Mit der älteren Dame, die das mit dem Hokuspokus sagte, kam ich ganz offen ins Gespräch. Sie steht allem Religiösen, insbesondere aber der christlichen Kirche, sehr kritisch gegenüber, fand die heidnische Art der Eheschließung aber recht angenehm und unaufdringlich (undogmatisch). Dazu muss man sagen, dass die Eheleite auf dem Gebiet der ehemaligen DDR stattfand. Hier ist man generell unreligiöser. Im „Westen“ gehörte zu meiner Zeit der Religionsunterricht an Schulen zum Standard. Inhaltlich natürlich christlich geprägt und es lässt sich auch zu Recht bemängeln, warum an einer staatlichen Schule, wo doch Staat und Kirche getrennt sein sollen, schwerpunktmäßig christlicher Religionsunterricht stattfinden muss. Die andere Seite ist allerdings, und das habe ich erst später verstanden, dass es durchaus den Effekt haben kann, überhaupt religiös empfinden zu können, bzw. Religion „gelernt“ zu haben – im Vergleich zum mehrheitlich areligiös geprägten Osten wohlgemerkt. Meinem Eindruck nach kann der Zugang zu einer anderen religiösen Sphäre, wie z.B. zur vorchristlichen, aus einer christlichen Akkulturation heraus leichter fallen, im Vergleich zu jemandem der von vornherein areligiös akkulturiert ist. Vielleicht so eine Art Transferleistung.

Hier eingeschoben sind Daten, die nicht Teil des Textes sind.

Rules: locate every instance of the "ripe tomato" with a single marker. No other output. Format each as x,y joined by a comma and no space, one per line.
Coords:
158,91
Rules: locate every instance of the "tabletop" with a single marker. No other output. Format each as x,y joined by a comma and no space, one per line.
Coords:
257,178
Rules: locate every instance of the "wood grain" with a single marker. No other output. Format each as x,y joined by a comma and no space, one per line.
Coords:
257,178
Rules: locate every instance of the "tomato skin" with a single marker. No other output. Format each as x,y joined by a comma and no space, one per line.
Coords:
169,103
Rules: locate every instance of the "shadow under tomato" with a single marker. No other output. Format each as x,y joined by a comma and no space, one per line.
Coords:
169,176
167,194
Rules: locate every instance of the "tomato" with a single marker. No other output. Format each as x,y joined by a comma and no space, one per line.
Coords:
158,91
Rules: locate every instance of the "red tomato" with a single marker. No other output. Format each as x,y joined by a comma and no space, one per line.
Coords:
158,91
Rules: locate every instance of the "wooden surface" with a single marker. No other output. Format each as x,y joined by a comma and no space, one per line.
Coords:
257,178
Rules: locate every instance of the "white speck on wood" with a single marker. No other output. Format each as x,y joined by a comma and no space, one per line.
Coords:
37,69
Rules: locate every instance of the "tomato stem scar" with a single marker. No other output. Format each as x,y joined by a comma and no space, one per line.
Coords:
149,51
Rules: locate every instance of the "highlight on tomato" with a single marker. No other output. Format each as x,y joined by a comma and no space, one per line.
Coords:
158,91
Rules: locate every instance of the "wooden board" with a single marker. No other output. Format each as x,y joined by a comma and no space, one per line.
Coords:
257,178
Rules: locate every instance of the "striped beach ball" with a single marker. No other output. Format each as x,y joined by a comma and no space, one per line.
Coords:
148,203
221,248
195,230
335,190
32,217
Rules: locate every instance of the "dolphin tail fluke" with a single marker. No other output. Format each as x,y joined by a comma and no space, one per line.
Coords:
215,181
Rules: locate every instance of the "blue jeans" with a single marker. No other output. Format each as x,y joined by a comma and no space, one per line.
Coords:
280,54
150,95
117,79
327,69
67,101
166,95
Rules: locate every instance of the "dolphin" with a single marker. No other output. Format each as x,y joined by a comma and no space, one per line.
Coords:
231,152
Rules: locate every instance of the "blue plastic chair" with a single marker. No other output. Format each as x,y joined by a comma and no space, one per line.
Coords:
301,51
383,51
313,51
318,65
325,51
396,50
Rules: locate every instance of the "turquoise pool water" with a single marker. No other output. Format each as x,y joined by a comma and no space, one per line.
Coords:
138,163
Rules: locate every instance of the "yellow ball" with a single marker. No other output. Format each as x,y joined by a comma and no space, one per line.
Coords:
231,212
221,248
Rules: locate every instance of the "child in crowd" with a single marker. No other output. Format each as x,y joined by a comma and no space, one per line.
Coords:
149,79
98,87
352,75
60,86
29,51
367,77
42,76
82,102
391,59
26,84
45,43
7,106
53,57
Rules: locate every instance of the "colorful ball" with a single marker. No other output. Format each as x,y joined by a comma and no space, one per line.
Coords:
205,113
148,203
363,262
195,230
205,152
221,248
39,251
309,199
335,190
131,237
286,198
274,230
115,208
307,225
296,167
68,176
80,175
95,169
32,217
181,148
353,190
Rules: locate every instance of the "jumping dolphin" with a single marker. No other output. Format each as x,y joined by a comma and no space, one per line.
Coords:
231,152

Zurück zur Eheleite; alberner Hokuspokus oder ernstzunehmende Zeremonie? Das wird von vielen Faktoren beeinflusst, unter anderem durch Authentizität und Auftreten.
Insgesamt war der Platz außerordentlich schön und vor allem passend eingerichtet. Es sollte auf dem Grundstück der Großeltern stattfinden, inmitten eines kleinen Dorfes. Früher Bauernhof, heute Wohnhaus. Unverkennbar der hallenförmige Bau der früheren Bauernstelle. Ausreichend Fläche für ein Festzelt ist in so einem Fall natürlich vorhanden. Vorgelagert einige alte Obstbäume und einen hatte sich das Brautpaar gleich von vornherein für die Zeremonie ausgeguckt. Ich empfahl einen Kreis nach althergebrachter Weise mit Haselruten (Haselhegung) abzustecken und diese mit einem Band, dem Vébond, zu verbinden. Dadurch ergibt sich automatisch ein innerer und äußerer Kreis, der Brautpaar, Zeugen und Eltern von den Gästen trennt und zugleich das Herausheben aus der Profanität des Alltags unterstützt. Eine erhabene Atmosphäre steht oder fällt auch mit der richtigen Nuance der Hilfsmittel. Zwei dezente Räucherschalen am Eingang der Haselhegung mit einer Mischung aus Kräutern und Harz wurden nach einer kurzen Ansprache vom Brautpaar, den Trauzeugen, den Eltern und mir durchschritten, um sich vor einem Eichenholz-Altar unterhalb des Baumes aufzustellen. Und von hier weiter mit folgendem Ablauf:
1. Einleitung – Einhegung und Weihe
a) Haselhegung
b) Hammerweihe
2. Ansprache
3. Anrufung
4. Trauzeugen
5. Eheversprechen und Ringwechsel
6. Weihe des Ehepaars
7. Hochzeitshorn
8. Übergabe des Eheleuchters und Thorshammers
9. Öffnen des Festkreises
Was sich in dieser Form der Eheleite abspielt ist im Grunde ein bodenständiges Vorgehen. Ohne „esoterische Spielereien“ oder unnützem Geschwurbel, das nur dem künstlichen Aufbauschen dient. Drei Aspekte sind essenziell erkennbar:
- Die Nähe zur Natur bzw. dass es in einer natürlichen Umgebung stattfindet,
- das gegenseitige Versprechen im Angesichte der Götter,
- der Mensch steht im Mittelpunkt (kein „Priester“ als Mittler zwischen Mensch und Göttern).
Ein sehr schöner Bericht. Ich wünschte, ich wäre damals schon so weit gewesen.